Raising organic pigs on free-range complies well with consumer expectations and support the organic principles of natural living.

Foto: Colourbox
Foto: Colourbox

Free-range access may also reduce the need for inputs but managing pigs free-range can also be challenging in terms of biosecurity and land requirements. Across Europe, free-range access is declining in organic farming. The ROAM-FREE project will examine the possibilities for mixed production systems of pigs with other livestock or crop production to offer a alternative framework to solve some of the issues with free-range systems while supporting farm self-supply of feed and biodiversity. In ROAM-FREE, existing mixed free-range pig systems will be identified by partners in Norway, Denmark, Romania, Italy and Slovenia to cover the diversity in climate, disease risks as well as local traditions and different economic frameworks.

The primary objective of ROAM-FREE is to investigate how mixed free-range production systems can improve animal robustness, environmental and economic sustainability and biodiversity in organic pig farming, and thereby support a wider adoption of organic farming across Europe.

Prosjektdetaljer

Prosjektperiode

01/12/2021 - 31/12/2024

Samarbeidspartnere

Norsøk, NIBIO, University of Copenhagen, CREA Council for Agricultural Research and Economics, Aarhus University, University of Ljubljana, University of Agricultural Sciences and Veterinary Medicine (USAMV) CLUJ-NAPOCA

Finansiering

ERA-NET CORE Organic
Norges Forskningsrådet

Publikasjoner

  • Artikkel

2025

A-20/25 Chasing pigs, chasing profits: (De)territorializing organic and free-range pig farming in Norway

Bidragsytere:

Beskrivelse

Forfattere: Tommy Ruud og Richard Helliwell

Organic and free-range pig farming offers a potential solution to multiple agricultural challenges, including high pesticide and antimicrobial use, excess fertilization, biodiversity loss, and animal suffering.
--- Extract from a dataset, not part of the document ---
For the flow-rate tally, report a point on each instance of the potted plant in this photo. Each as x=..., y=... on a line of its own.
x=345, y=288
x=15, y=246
Organic pig production, which includes outdoor access and rearing, has been one solution promoted by the European Union. This study, based on ethnographic fieldwork and interviews with organic and non-organic free-range pig farmers in Norway, suggests that while promising, sustaining these production systems faces challenges related to animal welfare, land management, and market dynamics for pork. Specifically, we note how the weak symbolic value of organic labels and principles for pigs and pork results in fragile markets, whilst pigs’ rooting undermines not just soil and farm boundaries, but potentially their own welfare. Farmers have responded by forming new relational arrangements, including situating pigs as a working animal contributing to the broader productivity of the farm, and decommodifying pigs and pork in favour of using them to sustain broader social relations that produce other values and opportunities. We conclude that the flexibility and adaptability of pigs opens multiple trajectories of change, with regards to market organization, farmer collaboration and breeding pigs for rearing outdoors. If Europe is to reterritorialize the pig and pork industry around alternative production methods it requires a fundamental reimagining of the socio-material relations underpinning this industry, its moral frameworks and our relationship with pigs and pork.